Importing Third-Party Data into ButterCMS

  1. How do you import data into ButterCMS?
  2. Creating the car page type on Butter
  3. Extracting, Transforming and Loading the data into ButterCMS
  4. Writing a simple CLI tool to tie everything up
  5. Conclusion

Automating content creation through programming is a huge advantage of a headless CMS system. Discover how easy it is to import third-party data into ButterCMS using our Write API.

For the purposes of this exercise, I’ll be creating a Car catalog in Butter, which you could use later for your own car-related site. And for that, I’m going to be getting external data from a public API: the Car Query API. The concepts I’m going to cover, however, can be easily extrapolated to your own third-party data related use case.

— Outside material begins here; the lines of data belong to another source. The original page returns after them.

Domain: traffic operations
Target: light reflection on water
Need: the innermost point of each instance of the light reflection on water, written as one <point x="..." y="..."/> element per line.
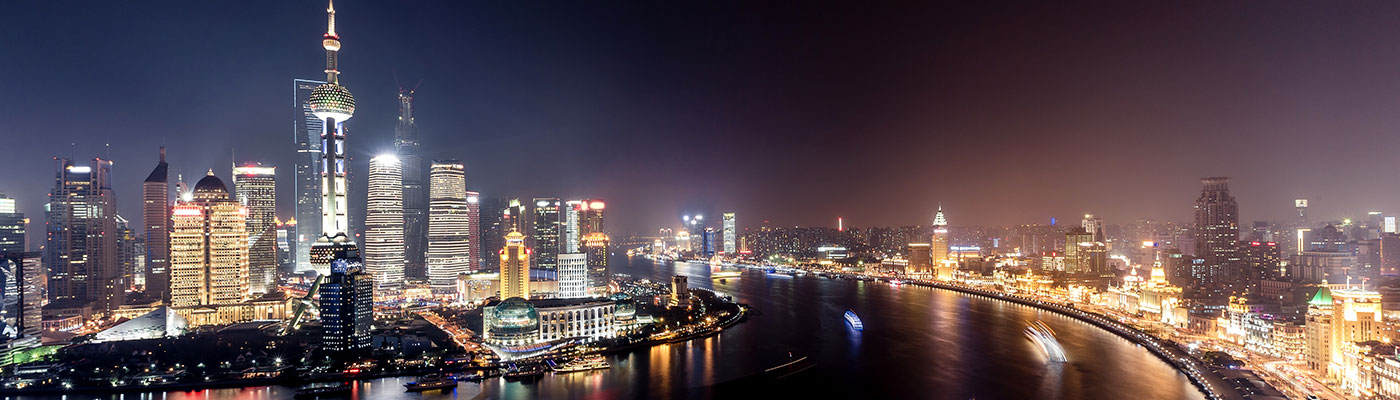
<point x="919" y="343"/>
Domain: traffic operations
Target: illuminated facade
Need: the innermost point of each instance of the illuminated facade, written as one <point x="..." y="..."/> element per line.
<point x="156" y="221"/>
<point x="415" y="190"/>
<point x="595" y="246"/>
<point x="938" y="244"/>
<point x="450" y="241"/>
<point x="80" y="258"/>
<point x="545" y="234"/>
<point x="256" y="189"/>
<point x="730" y="234"/>
<point x="573" y="276"/>
<point x="515" y="267"/>
<point x="209" y="248"/>
<point x="333" y="105"/>
<point x="384" y="241"/>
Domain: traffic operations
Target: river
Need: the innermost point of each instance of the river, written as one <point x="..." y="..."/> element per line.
<point x="919" y="343"/>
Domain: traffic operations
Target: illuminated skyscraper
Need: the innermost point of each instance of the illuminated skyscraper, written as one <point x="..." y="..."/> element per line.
<point x="473" y="230"/>
<point x="595" y="248"/>
<point x="384" y="241"/>
<point x="730" y="234"/>
<point x="11" y="227"/>
<point x="938" y="246"/>
<point x="545" y="234"/>
<point x="346" y="305"/>
<point x="573" y="276"/>
<point x="450" y="237"/>
<point x="156" y="220"/>
<point x="333" y="105"/>
<point x="515" y="267"/>
<point x="1217" y="235"/>
<point x="80" y="256"/>
<point x="570" y="238"/>
<point x="209" y="248"/>
<point x="256" y="189"/>
<point x="415" y="189"/>
<point x="307" y="136"/>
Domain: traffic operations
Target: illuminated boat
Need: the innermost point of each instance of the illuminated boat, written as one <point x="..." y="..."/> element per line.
<point x="854" y="320"/>
<point x="1043" y="337"/>
<point x="583" y="364"/>
<point x="430" y="383"/>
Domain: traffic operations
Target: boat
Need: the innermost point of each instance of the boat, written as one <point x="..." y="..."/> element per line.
<point x="583" y="364"/>
<point x="430" y="382"/>
<point x="324" y="392"/>
<point x="524" y="374"/>
<point x="854" y="320"/>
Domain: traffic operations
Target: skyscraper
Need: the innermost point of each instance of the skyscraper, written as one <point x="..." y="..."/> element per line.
<point x="730" y="235"/>
<point x="570" y="238"/>
<point x="415" y="192"/>
<point x="11" y="227"/>
<point x="473" y="230"/>
<point x="1217" y="234"/>
<point x="80" y="256"/>
<point x="573" y="276"/>
<point x="595" y="248"/>
<point x="384" y="241"/>
<point x="492" y="231"/>
<point x="307" y="136"/>
<point x="514" y="267"/>
<point x="333" y="105"/>
<point x="450" y="241"/>
<point x="256" y="189"/>
<point x="209" y="248"/>
<point x="156" y="220"/>
<point x="346" y="304"/>
<point x="938" y="246"/>
<point x="545" y="234"/>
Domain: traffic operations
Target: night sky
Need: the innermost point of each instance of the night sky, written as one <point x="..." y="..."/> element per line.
<point x="793" y="112"/>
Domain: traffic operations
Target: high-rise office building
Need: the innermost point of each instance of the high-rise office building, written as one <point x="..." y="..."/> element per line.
<point x="83" y="259"/>
<point x="730" y="235"/>
<point x="473" y="230"/>
<point x="573" y="276"/>
<point x="492" y="231"/>
<point x="209" y="248"/>
<point x="256" y="189"/>
<point x="1217" y="235"/>
<point x="591" y="218"/>
<point x="514" y="267"/>
<point x="595" y="248"/>
<point x="450" y="241"/>
<point x="333" y="105"/>
<point x="384" y="241"/>
<point x="938" y="246"/>
<point x="11" y="227"/>
<point x="307" y="137"/>
<point x="346" y="304"/>
<point x="570" y="238"/>
<point x="415" y="189"/>
<point x="156" y="221"/>
<point x="20" y="294"/>
<point x="545" y="234"/>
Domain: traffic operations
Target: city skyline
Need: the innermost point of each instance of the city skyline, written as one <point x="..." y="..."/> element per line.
<point x="1312" y="109"/>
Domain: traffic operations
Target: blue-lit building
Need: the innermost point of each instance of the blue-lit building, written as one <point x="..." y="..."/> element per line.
<point x="346" y="305"/>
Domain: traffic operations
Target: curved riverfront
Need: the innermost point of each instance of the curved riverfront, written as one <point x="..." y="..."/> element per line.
<point x="917" y="343"/>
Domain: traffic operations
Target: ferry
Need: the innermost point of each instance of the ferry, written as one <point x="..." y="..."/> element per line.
<point x="430" y="383"/>
<point x="854" y="320"/>
<point x="319" y="392"/>
<point x="583" y="364"/>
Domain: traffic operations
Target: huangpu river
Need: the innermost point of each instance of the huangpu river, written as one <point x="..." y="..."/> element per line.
<point x="919" y="343"/>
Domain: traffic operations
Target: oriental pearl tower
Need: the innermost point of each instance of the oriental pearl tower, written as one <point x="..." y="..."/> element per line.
<point x="333" y="105"/>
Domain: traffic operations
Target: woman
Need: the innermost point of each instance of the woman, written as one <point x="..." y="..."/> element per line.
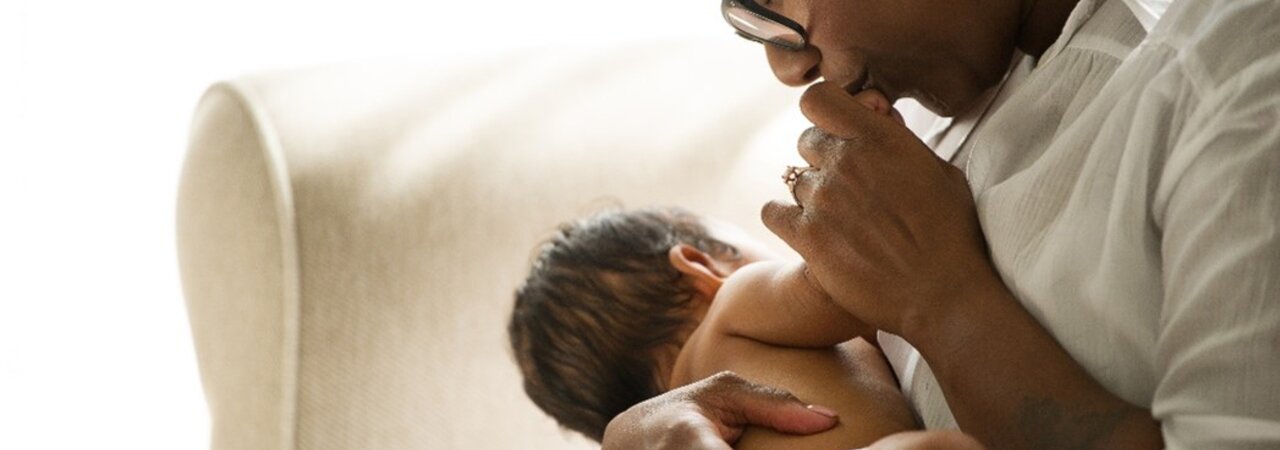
<point x="1111" y="278"/>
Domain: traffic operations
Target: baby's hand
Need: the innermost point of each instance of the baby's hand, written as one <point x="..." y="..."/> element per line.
<point x="877" y="102"/>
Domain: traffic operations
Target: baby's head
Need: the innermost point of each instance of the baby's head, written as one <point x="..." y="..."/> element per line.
<point x="603" y="304"/>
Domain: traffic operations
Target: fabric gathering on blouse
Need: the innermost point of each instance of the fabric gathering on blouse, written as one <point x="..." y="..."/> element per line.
<point x="1129" y="188"/>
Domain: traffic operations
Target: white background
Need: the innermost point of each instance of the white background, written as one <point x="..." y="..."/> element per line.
<point x="95" y="102"/>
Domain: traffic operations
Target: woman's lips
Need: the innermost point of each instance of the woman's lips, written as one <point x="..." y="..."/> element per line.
<point x="868" y="82"/>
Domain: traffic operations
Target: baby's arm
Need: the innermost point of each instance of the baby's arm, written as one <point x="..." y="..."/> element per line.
<point x="778" y="303"/>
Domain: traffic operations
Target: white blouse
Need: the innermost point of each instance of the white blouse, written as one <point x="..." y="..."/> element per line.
<point x="1142" y="228"/>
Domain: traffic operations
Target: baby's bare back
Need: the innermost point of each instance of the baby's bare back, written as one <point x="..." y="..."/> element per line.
<point x="851" y="377"/>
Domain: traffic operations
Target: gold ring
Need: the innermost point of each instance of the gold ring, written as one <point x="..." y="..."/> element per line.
<point x="791" y="177"/>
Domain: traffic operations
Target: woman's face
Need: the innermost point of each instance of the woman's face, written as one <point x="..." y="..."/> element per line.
<point x="942" y="53"/>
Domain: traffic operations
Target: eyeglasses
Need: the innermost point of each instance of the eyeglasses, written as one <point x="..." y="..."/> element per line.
<point x="760" y="24"/>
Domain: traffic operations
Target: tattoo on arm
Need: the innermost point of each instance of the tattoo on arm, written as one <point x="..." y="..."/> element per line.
<point x="1046" y="425"/>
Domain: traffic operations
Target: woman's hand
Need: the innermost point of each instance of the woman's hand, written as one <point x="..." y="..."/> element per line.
<point x="887" y="228"/>
<point x="712" y="414"/>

How do you import data into ButterCMS?

Importing third-party data (i.e data that is not yours and is not stored in your own system) into any platform requires typically three steps: 

  • Extract: In other words, the action of querying that external resource in order to obtain the data you need.
  • Transform: Sometimes this step is optional, but usually, the information is stored in a format that is not compatible with your system, so between extraction and storage, you need to perform some kind of transformation to the data before moving forward.
  • Load: the final step in the process is to store (or load) the data into your system.

Importing third-party data

Applying these steps in our CarQuery use case, we can quickly identify the steps we need to perform in order to import the data and create our own car database in ButterCMS.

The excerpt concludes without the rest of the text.